Gilliam disagreed with that assessment in his ruling, however, noting that the FBI "described with particularity that the withheld documents all contained non-public information about the FBI's investigative techniques and procedures. These pages not only identified NSLs as an investigative technique but also described information such as the circumstances under which the techniques should be used, how to analyze the information gathered through these techniques, and the current focus of the FBI's investigations."
Just because the FBI didn’t include Appendix G in the list of documents in its FOIA response did not mean that its search was insufficient.
“While the FBI’s search may not have been perfect, plaintiff was ‘entitled to a reasonable search for records, not a perfect one,’” he wrote, quoting the 9th Circuit’s 2015 ruling in Hamdan v. DOJ.
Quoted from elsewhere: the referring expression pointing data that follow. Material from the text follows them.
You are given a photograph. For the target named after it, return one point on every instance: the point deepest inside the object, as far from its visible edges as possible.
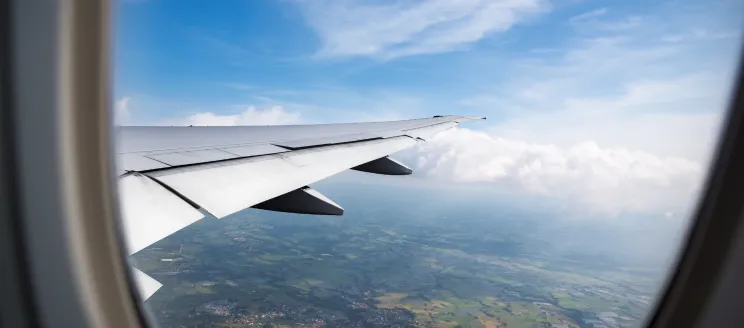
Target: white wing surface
(171, 177)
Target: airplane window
(248, 201)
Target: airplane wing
(171, 177)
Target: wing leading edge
(171, 177)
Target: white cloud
(585, 176)
(250, 116)
(402, 28)
(698, 35)
(122, 115)
(588, 15)
(622, 91)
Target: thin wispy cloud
(588, 15)
(404, 28)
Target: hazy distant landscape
(408, 257)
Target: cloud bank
(404, 28)
(603, 181)
(275, 115)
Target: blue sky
(629, 92)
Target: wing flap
(151, 212)
(172, 176)
(192, 157)
(224, 188)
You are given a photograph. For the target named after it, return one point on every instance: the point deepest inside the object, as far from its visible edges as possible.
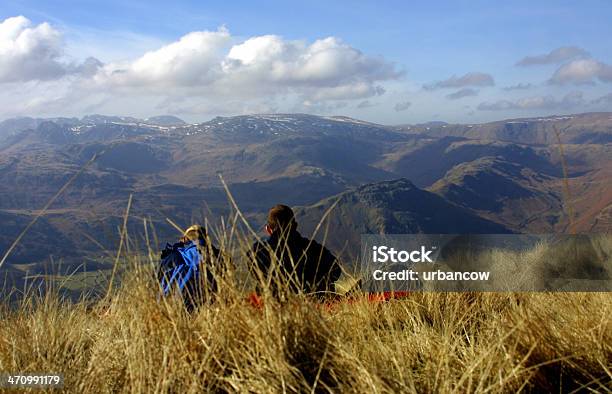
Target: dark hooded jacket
(303, 265)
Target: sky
(391, 62)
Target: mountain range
(550, 174)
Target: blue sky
(377, 65)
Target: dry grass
(429, 342)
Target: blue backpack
(180, 269)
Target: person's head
(280, 218)
(194, 233)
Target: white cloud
(193, 60)
(466, 92)
(29, 52)
(211, 68)
(570, 100)
(555, 56)
(519, 86)
(606, 99)
(582, 71)
(469, 79)
(403, 106)
(204, 63)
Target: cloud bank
(570, 100)
(555, 56)
(472, 79)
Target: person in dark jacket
(289, 261)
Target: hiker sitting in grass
(191, 267)
(289, 261)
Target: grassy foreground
(429, 342)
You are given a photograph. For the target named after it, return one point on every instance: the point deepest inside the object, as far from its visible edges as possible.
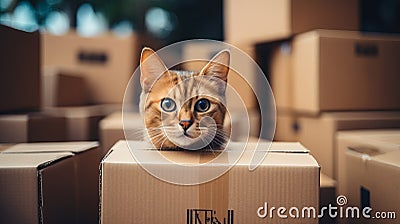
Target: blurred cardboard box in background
(369, 142)
(50, 182)
(112, 128)
(345, 70)
(287, 127)
(20, 70)
(262, 20)
(375, 172)
(318, 133)
(63, 88)
(327, 196)
(32, 127)
(106, 62)
(83, 122)
(130, 194)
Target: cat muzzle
(185, 124)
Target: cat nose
(185, 124)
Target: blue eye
(168, 105)
(202, 105)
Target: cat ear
(218, 66)
(151, 67)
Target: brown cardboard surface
(86, 157)
(271, 20)
(363, 67)
(377, 177)
(130, 195)
(286, 126)
(63, 88)
(37, 188)
(371, 142)
(83, 122)
(32, 127)
(106, 62)
(281, 76)
(20, 70)
(318, 133)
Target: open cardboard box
(289, 176)
(50, 182)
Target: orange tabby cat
(184, 109)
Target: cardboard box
(83, 122)
(32, 127)
(62, 88)
(287, 127)
(327, 196)
(20, 70)
(345, 70)
(65, 190)
(370, 142)
(112, 128)
(318, 133)
(281, 76)
(275, 19)
(374, 182)
(131, 195)
(37, 188)
(106, 62)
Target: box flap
(282, 153)
(30, 160)
(74, 147)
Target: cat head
(184, 109)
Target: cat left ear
(218, 66)
(151, 68)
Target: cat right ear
(151, 68)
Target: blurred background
(164, 22)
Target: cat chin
(188, 143)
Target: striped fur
(185, 88)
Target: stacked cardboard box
(288, 177)
(20, 70)
(370, 172)
(326, 76)
(49, 182)
(106, 62)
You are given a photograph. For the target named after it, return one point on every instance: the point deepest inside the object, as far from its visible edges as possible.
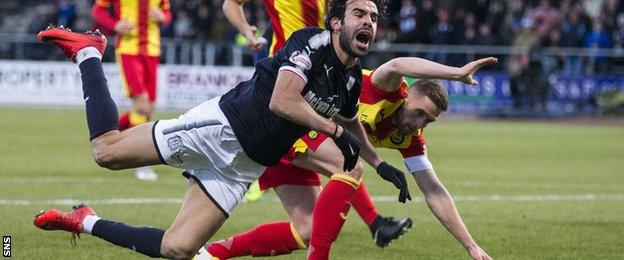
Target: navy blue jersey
(331, 90)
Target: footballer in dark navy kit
(225, 143)
(330, 89)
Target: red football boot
(71, 42)
(53, 219)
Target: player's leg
(150, 65)
(297, 189)
(134, 76)
(198, 219)
(274, 238)
(110, 148)
(332, 206)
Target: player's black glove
(394, 175)
(349, 145)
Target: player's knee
(357, 170)
(103, 156)
(177, 250)
(142, 105)
(304, 229)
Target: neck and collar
(347, 60)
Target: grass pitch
(525, 191)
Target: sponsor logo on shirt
(350, 83)
(323, 107)
(301, 60)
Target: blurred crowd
(529, 24)
(520, 23)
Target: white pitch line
(273, 199)
(181, 180)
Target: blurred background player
(394, 117)
(136, 24)
(286, 17)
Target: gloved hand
(349, 145)
(394, 175)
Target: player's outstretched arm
(233, 10)
(370, 155)
(390, 74)
(441, 204)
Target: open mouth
(362, 39)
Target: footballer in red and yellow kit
(289, 16)
(137, 49)
(375, 112)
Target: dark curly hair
(337, 8)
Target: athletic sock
(124, 121)
(101, 109)
(145, 240)
(330, 214)
(277, 238)
(88, 222)
(363, 204)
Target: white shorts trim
(417, 163)
(202, 139)
(202, 142)
(225, 193)
(295, 70)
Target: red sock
(330, 214)
(277, 238)
(124, 121)
(363, 204)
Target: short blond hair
(434, 90)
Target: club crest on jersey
(397, 138)
(350, 83)
(324, 107)
(301, 60)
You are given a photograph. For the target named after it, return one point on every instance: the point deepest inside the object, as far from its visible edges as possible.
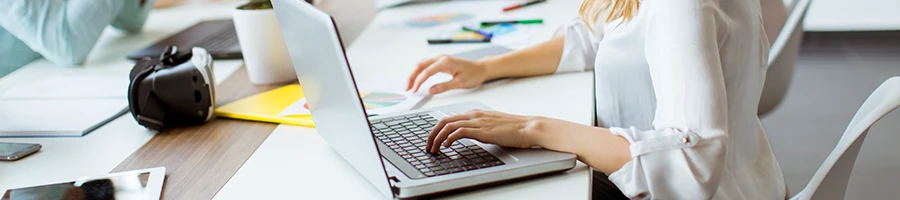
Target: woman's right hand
(466, 74)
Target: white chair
(782, 57)
(830, 181)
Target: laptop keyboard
(220, 40)
(407, 136)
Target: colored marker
(524, 21)
(479, 31)
(456, 41)
(517, 6)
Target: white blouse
(681, 82)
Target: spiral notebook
(62, 106)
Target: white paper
(53, 117)
(77, 87)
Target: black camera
(177, 89)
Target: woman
(677, 88)
(63, 31)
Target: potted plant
(265, 54)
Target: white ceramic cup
(265, 54)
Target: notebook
(287, 105)
(266, 106)
(62, 106)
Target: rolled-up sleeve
(64, 31)
(580, 48)
(684, 156)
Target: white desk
(294, 162)
(65, 159)
(856, 15)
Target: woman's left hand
(485, 126)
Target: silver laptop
(388, 150)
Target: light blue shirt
(62, 31)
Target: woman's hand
(485, 126)
(466, 74)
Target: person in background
(62, 31)
(677, 88)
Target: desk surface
(65, 159)
(296, 162)
(380, 53)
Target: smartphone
(15, 151)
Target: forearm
(595, 146)
(540, 59)
(62, 31)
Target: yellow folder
(265, 107)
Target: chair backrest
(782, 57)
(830, 181)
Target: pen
(517, 6)
(479, 31)
(523, 21)
(452, 41)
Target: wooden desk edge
(200, 160)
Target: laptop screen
(332, 96)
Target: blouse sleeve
(684, 156)
(65, 31)
(580, 47)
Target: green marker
(524, 21)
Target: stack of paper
(65, 106)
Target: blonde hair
(590, 10)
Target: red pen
(517, 6)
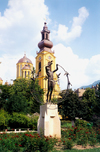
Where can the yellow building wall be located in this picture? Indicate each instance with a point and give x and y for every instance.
(1, 81)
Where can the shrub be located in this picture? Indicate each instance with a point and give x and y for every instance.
(68, 143)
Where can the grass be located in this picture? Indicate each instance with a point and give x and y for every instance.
(65, 123)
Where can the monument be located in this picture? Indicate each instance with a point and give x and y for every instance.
(49, 122)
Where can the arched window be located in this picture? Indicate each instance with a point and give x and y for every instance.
(39, 66)
(49, 66)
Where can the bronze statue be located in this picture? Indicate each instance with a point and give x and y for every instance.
(50, 79)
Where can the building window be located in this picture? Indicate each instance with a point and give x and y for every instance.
(49, 66)
(39, 66)
(47, 36)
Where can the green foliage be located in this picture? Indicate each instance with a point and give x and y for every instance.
(17, 120)
(54, 100)
(97, 107)
(21, 96)
(4, 119)
(89, 103)
(80, 123)
(4, 95)
(80, 135)
(70, 106)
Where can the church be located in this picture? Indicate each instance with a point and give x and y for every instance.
(43, 58)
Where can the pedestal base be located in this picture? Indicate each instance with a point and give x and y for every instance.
(49, 121)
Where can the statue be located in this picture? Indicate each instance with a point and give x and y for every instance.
(50, 79)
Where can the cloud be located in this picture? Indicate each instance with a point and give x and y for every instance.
(20, 25)
(62, 34)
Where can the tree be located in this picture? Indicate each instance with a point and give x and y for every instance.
(70, 106)
(22, 99)
(89, 102)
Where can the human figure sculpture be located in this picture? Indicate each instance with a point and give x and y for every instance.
(50, 80)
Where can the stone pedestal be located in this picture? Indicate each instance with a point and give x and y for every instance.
(49, 121)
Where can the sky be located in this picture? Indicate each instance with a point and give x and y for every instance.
(75, 33)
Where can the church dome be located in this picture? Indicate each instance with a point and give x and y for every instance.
(45, 43)
(25, 60)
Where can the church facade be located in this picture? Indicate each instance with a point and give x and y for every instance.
(43, 58)
(45, 55)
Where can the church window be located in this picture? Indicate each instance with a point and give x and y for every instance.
(28, 73)
(39, 66)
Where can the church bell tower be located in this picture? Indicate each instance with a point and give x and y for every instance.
(43, 58)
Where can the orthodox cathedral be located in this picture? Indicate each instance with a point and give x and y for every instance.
(44, 56)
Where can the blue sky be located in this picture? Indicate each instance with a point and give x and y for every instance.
(75, 33)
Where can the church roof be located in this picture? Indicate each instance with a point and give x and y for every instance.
(25, 59)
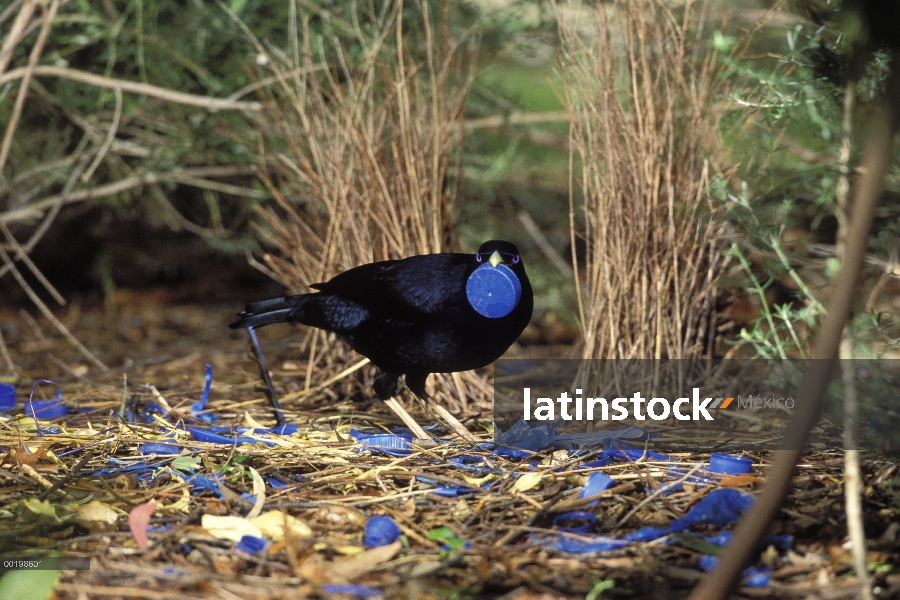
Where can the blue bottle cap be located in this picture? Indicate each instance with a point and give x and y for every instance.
(7, 397)
(729, 464)
(381, 530)
(493, 291)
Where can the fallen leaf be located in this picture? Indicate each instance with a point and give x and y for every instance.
(526, 482)
(229, 527)
(273, 523)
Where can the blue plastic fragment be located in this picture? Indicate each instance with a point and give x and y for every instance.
(590, 544)
(595, 484)
(385, 443)
(198, 407)
(159, 449)
(576, 521)
(597, 463)
(206, 482)
(718, 508)
(634, 454)
(493, 291)
(754, 577)
(729, 464)
(723, 538)
(250, 544)
(275, 484)
(7, 397)
(588, 440)
(708, 562)
(525, 437)
(46, 409)
(360, 591)
(381, 530)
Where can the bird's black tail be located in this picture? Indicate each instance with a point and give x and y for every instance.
(267, 312)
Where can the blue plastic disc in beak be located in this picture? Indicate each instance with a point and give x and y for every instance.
(493, 291)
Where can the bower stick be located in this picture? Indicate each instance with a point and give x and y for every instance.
(717, 584)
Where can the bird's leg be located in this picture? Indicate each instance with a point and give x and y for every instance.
(266, 379)
(416, 383)
(386, 387)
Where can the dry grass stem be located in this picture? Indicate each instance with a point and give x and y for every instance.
(639, 85)
(361, 157)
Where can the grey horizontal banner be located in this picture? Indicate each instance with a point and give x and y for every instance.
(45, 563)
(689, 406)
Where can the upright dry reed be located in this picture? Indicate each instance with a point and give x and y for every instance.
(639, 82)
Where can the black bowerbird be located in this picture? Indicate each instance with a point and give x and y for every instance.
(434, 313)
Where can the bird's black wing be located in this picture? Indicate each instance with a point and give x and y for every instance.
(419, 284)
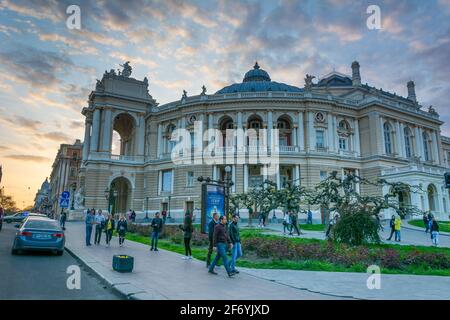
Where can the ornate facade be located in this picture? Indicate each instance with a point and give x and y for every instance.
(335, 124)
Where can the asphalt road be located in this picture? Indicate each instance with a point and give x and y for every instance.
(43, 276)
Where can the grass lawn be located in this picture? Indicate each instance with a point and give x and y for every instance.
(443, 226)
(250, 259)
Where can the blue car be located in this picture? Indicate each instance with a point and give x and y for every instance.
(39, 233)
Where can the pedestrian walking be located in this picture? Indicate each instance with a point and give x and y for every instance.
(122, 227)
(235, 238)
(434, 232)
(62, 219)
(294, 223)
(110, 225)
(164, 215)
(398, 226)
(89, 221)
(221, 243)
(425, 222)
(156, 224)
(287, 223)
(211, 225)
(99, 226)
(188, 229)
(309, 217)
(392, 227)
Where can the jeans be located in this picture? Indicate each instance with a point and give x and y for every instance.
(236, 253)
(210, 251)
(88, 235)
(221, 253)
(98, 234)
(155, 236)
(398, 236)
(108, 235)
(435, 237)
(187, 246)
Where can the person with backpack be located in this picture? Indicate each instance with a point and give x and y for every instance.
(99, 226)
(434, 232)
(62, 219)
(157, 228)
(211, 225)
(188, 229)
(294, 223)
(398, 226)
(392, 227)
(122, 227)
(235, 238)
(287, 223)
(110, 224)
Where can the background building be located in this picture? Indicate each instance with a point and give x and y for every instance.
(337, 124)
(64, 175)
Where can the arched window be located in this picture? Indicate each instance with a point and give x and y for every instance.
(426, 147)
(387, 138)
(408, 147)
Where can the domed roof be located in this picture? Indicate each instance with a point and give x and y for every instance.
(256, 74)
(258, 80)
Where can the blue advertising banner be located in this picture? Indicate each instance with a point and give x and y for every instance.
(213, 201)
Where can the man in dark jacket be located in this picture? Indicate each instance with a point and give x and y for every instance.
(157, 228)
(211, 225)
(221, 242)
(236, 241)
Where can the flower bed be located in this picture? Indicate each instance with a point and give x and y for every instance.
(343, 255)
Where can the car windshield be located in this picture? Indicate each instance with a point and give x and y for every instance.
(41, 224)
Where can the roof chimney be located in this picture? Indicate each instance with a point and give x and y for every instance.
(411, 91)
(356, 77)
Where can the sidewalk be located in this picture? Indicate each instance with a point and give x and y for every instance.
(164, 275)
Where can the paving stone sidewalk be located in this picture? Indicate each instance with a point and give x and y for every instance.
(165, 275)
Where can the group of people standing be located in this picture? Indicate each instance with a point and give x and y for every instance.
(222, 237)
(104, 224)
(433, 226)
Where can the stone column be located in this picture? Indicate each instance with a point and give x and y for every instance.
(434, 143)
(245, 177)
(107, 134)
(357, 144)
(300, 132)
(311, 133)
(383, 143)
(87, 138)
(95, 130)
(159, 142)
(419, 143)
(141, 136)
(398, 139)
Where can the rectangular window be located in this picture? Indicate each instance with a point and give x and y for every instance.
(342, 144)
(320, 141)
(190, 179)
(166, 181)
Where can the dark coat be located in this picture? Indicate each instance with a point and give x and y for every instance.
(234, 233)
(157, 224)
(220, 234)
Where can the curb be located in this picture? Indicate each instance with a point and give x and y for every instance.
(112, 286)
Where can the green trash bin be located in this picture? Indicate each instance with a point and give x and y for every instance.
(123, 263)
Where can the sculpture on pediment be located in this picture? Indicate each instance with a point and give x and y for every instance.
(127, 69)
(308, 81)
(432, 110)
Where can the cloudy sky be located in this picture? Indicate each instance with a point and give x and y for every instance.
(47, 70)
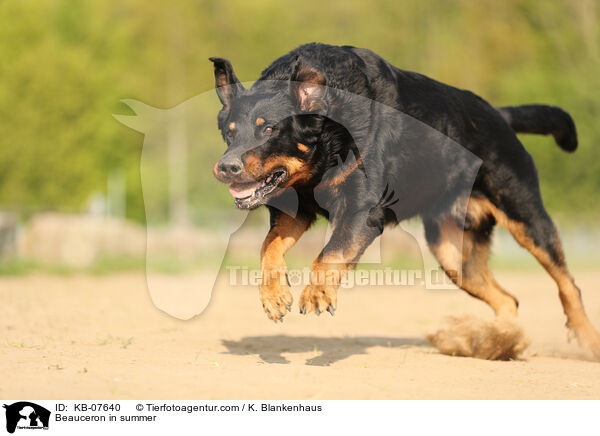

The ruling means that reporters won’t have access to any updated guidelines on the use of NSLs beyond what was revealed by the Intercept leaks, which FPF Executive Director Trevor Timm described as “antithetical to a democracy that supposedly values a free press.”
"This is an extremely disappointing decision. Whether it's the Obama administration or the Trump administration, the government should not be able to keep its rules for spying on journalists without a court order secret,” Timm said in a statement. “It is antithetical to a democracy that supposedly values a free press. We are evaluating our options and will announce whether we will appeal the case soon."
Under the 1966 Freedom of Information Act, individuals can request copies of federal records for free or at a nominal cost. The government is obligated to hand them over, unless the disclosure could harm national security, violate personal privacy, or expose confidential decision-making – exemptions that authorities often abuse, according to critics.